Saat pra-kemerdekaan, para pendiri dan pemimpin bangsa yang beretnis

jawa, sering menyampaikan pidato-pidatonya dengan membawa kesamaan


perjuangan diantara beragamnya etnis di Hindia belanda saat itu. Namun ketika

kepentingan politiknya tercapai, seakan-akan kesamaan perjuangan tersebut

hilang seketika, dan hanya memperjuangkan etnisnya saja.

Ketertinggalan Papua dan Kasus Rasisme


Sering kita mendengar bagaimana tertinggalnya Papua dalam segi

pembangunan, baik itu kita kutip dari berita nasional maupun internasional. Papua

dianggap sebagai daerah yang tak layak berkembang sehingga tidak menjadi

prioritas atau setidaknya diperhatikan oleh pemerintah pusat. Tindakan ini adalah

tindakan pelecehan paling buruk selama kita mulai mengetahui apa itu pelecehan.

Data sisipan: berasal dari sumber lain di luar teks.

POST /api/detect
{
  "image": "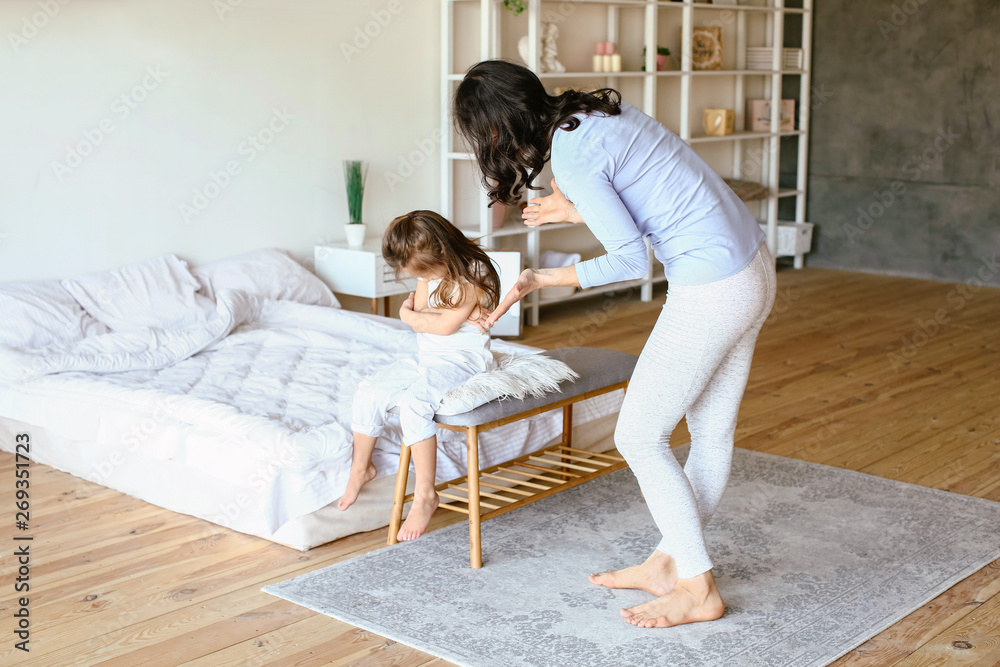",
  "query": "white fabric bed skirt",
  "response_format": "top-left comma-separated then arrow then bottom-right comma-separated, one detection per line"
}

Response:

Bahkan ketika pembangunan ingin dilaksanakan, jawa akan menjadi patokan

tentang bagaimana papua harus dibangun. Hal ini bisa kita lihat ketika dimasa

orde baru, disaat soeharto ingin meningkatkan program swasembada pangan.

Ratus ribuan hektar lahan di Papua digarap pemerintah untuk menjadi lubung padi

nasional. Padahal disaat yang bersamaan, masyarakat Papua tidak terbiasa dalam

Bertani sawah dan tidak mengonsumsinya dalam jumlah banyak seperti yang ada

di Jawa dan pulau-pulau lain. Mereka mengonsumsi sagu sebagai makanan

pokoknya.

Dalam kasus lain, banyak terjadi rasisme yang dilakukan berbagai

masyarakat terhadap masyarakat Papua yang merantau. Terutama terjadi pada

mahasiswa yang belajar di pulau Jawa. Mereka mendapatkan perlakukan tidak

pantas disaat mereka hanya ingin belajar dan berharap dapat membangun

daerahnya lebih baik. Ada baiknya saya mengingatkan kita semua mengenai kasus

rasisme terhadap masyarakat Papua belakangan ini di Surabaya. Pada bulan


agustus 2019 di Surabaya, kelompok mahasiswa Papua yang tinggal di asrama

mendapatkan perlakuan biadab oleh masyarakat sekitar karena asumsi mereka

yang tidak berdasar. Masyarakat menganggap bahwa masyarakat papua tidak

nasionalis. Hal ini benar-benar membingungkan kita semua, karena disaat inipun

kita masih menyaksikan betapa mayoritas dari mereka menggunakan Bahasa

Indonesia dengan baik dalam kehidupan sehari-harinya.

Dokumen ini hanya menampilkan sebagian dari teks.